Pre-trained in-Context Reinforcement Learning
Normally, when doing Domain Randomization, the agent doesn’t know the real values of some variables. So, as the environment changes, the agent has to figure out the best actions to take by analyzing the rewards received after making a decision. The problem is that, even if the agent trains in many different scenarios, it can still fail catastrophically in a completely new situation, because it doesn’t have the information needed to make the best decisions.
Our new method, PiCRL, tries to overcome this problem by giving more information upfront. We built and trained a System Identification model that uses a Transformer (a type of AI architecture) to process past interactions between the agent and its environment. This model helps the agent predict important details about the new environment. Transformers, which are often used in language models, are great at analyzing data over time – like sales trends, for example.

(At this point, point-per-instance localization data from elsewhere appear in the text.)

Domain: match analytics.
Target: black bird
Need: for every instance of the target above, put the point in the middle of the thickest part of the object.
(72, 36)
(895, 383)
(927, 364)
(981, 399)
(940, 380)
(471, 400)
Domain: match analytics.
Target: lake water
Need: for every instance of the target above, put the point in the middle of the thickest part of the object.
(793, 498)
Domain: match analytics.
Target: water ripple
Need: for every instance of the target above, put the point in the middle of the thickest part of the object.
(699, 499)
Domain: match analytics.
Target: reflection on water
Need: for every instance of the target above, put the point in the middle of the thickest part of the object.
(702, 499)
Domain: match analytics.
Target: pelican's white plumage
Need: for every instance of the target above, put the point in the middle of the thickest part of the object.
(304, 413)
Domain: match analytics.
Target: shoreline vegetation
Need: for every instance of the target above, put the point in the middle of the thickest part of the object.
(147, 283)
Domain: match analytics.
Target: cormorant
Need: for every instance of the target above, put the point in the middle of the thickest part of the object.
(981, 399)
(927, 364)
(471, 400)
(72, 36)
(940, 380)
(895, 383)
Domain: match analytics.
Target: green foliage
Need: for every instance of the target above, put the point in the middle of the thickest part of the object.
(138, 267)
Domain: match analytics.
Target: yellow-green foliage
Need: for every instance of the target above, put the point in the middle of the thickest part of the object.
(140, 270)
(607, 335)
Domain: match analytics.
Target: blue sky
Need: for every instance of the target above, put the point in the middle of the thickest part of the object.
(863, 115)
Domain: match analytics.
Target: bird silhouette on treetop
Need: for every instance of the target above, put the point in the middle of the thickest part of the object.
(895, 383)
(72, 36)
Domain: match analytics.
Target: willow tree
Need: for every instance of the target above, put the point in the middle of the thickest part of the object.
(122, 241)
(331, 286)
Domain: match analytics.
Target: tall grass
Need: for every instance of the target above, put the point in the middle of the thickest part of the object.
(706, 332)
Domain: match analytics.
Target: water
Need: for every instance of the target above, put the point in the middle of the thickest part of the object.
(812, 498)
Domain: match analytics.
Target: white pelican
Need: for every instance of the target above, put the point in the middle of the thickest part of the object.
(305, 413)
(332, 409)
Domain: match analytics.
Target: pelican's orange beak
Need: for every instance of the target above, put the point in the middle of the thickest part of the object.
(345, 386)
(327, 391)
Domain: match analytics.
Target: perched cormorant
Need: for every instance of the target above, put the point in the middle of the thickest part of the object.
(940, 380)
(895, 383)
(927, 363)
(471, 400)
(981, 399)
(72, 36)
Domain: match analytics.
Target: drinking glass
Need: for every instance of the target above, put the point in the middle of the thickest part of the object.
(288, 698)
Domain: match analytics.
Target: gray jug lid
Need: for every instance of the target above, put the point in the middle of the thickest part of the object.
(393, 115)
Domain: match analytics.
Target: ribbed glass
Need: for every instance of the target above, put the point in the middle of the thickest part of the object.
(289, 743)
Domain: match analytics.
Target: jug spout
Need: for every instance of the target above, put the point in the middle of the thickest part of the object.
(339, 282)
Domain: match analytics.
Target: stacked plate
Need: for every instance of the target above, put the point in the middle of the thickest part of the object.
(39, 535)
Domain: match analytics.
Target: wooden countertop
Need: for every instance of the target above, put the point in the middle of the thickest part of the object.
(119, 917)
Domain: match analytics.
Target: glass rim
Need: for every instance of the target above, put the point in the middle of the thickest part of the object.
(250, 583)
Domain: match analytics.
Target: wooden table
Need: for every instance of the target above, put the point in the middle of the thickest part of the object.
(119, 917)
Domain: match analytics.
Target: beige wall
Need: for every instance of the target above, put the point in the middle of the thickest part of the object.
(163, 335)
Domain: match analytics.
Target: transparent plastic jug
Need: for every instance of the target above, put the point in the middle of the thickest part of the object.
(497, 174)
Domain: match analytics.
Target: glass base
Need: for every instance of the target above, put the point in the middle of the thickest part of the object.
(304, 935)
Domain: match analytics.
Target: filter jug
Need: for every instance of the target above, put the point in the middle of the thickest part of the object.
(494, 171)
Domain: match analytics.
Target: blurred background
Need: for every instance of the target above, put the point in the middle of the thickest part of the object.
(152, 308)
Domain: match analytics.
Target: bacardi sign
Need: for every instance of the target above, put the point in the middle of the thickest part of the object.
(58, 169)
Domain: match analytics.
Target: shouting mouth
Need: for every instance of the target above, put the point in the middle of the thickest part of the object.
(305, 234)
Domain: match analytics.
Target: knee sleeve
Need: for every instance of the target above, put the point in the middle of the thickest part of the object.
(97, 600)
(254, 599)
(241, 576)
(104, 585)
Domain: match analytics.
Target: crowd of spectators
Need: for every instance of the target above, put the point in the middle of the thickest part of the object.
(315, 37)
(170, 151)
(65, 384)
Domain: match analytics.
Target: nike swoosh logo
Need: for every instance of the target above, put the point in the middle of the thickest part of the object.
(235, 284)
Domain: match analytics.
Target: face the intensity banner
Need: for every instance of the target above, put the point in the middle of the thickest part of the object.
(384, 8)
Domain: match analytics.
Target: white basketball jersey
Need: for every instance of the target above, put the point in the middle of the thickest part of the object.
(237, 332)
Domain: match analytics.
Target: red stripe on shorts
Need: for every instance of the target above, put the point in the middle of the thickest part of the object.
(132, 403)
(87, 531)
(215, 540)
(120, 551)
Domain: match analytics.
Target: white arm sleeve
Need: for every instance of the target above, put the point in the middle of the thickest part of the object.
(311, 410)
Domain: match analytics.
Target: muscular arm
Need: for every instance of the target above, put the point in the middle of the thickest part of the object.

We combine this with Domain Randomization by training the agent in different environments and using the System Identification model to give it crucial information about each new environment.
This way, the agent not only learns in varied situations (Domain Randomization) but also has extra help to understand the environment better (System Identification) and make smarter decisions. When it’s finally used in the real world, the agent can quickly adapt to its surroundings and make accurate choices.
Results
In one of our experiments, we trained a Reinforcement Learning agent on a simple environment called Pendulum (https://gymnasium.farama.or). The results are shown in the graph above, where we tracked how well the agent performed over time. Each line on the graph represents a different approach used in training.
- The red line shows the agent that trained in a fixed environment without any randomization of its parameters.
The other agents faced frequent changes in the environment. Every time the agent failed or completed his task successfully, some values of the environment were randomized and a new environment was created.
- The green line represents the agent that had access to the real changes in the environment.
- The orange line represents the agent that had access to the information provided by our method (PiCRL).
- The blue line represents an agent trained with Uniform Domain Randomization (UDR), which didn’t have any access to extra information and had to learn solely from the rewards it received.
The results were really exciting for this environment! The blue line (UDR) had the lowest performance, showing that when the agent doesn’t have enough information about its environment, it struggles to make good decisions. In contrast, our method (orange line) allowed the agent to perform almost as well as the agent with full access to environmental information (green line). This shows that PiCRL provides enough helpful information to help the agent adapt and make smart choices, even in new and changing environments.
Practical Applications and benefits
Our approach showed significant performance in generalizing to unseen environments, showing several benefits:
– Enhanced Performance: Agents demonstrate higher performance when transferred to unseen environments when compared with the traditional Randomization method.
– Reduced Training Costs: By pre-training the System Identification model that directly creates the representation of the environment without having to be re-trained for each environment the agent sees we lower computational and time costs
– Increased Robustness: Our models are more resilient to unexpected changes and challenges in real-world environments.
Conclusion
In conclusion with this new method, PiCRL, we are able to train decision-making agents solely in simulations that are able to be deployed in real-world scenarios, where making wrong decisions can be very costly.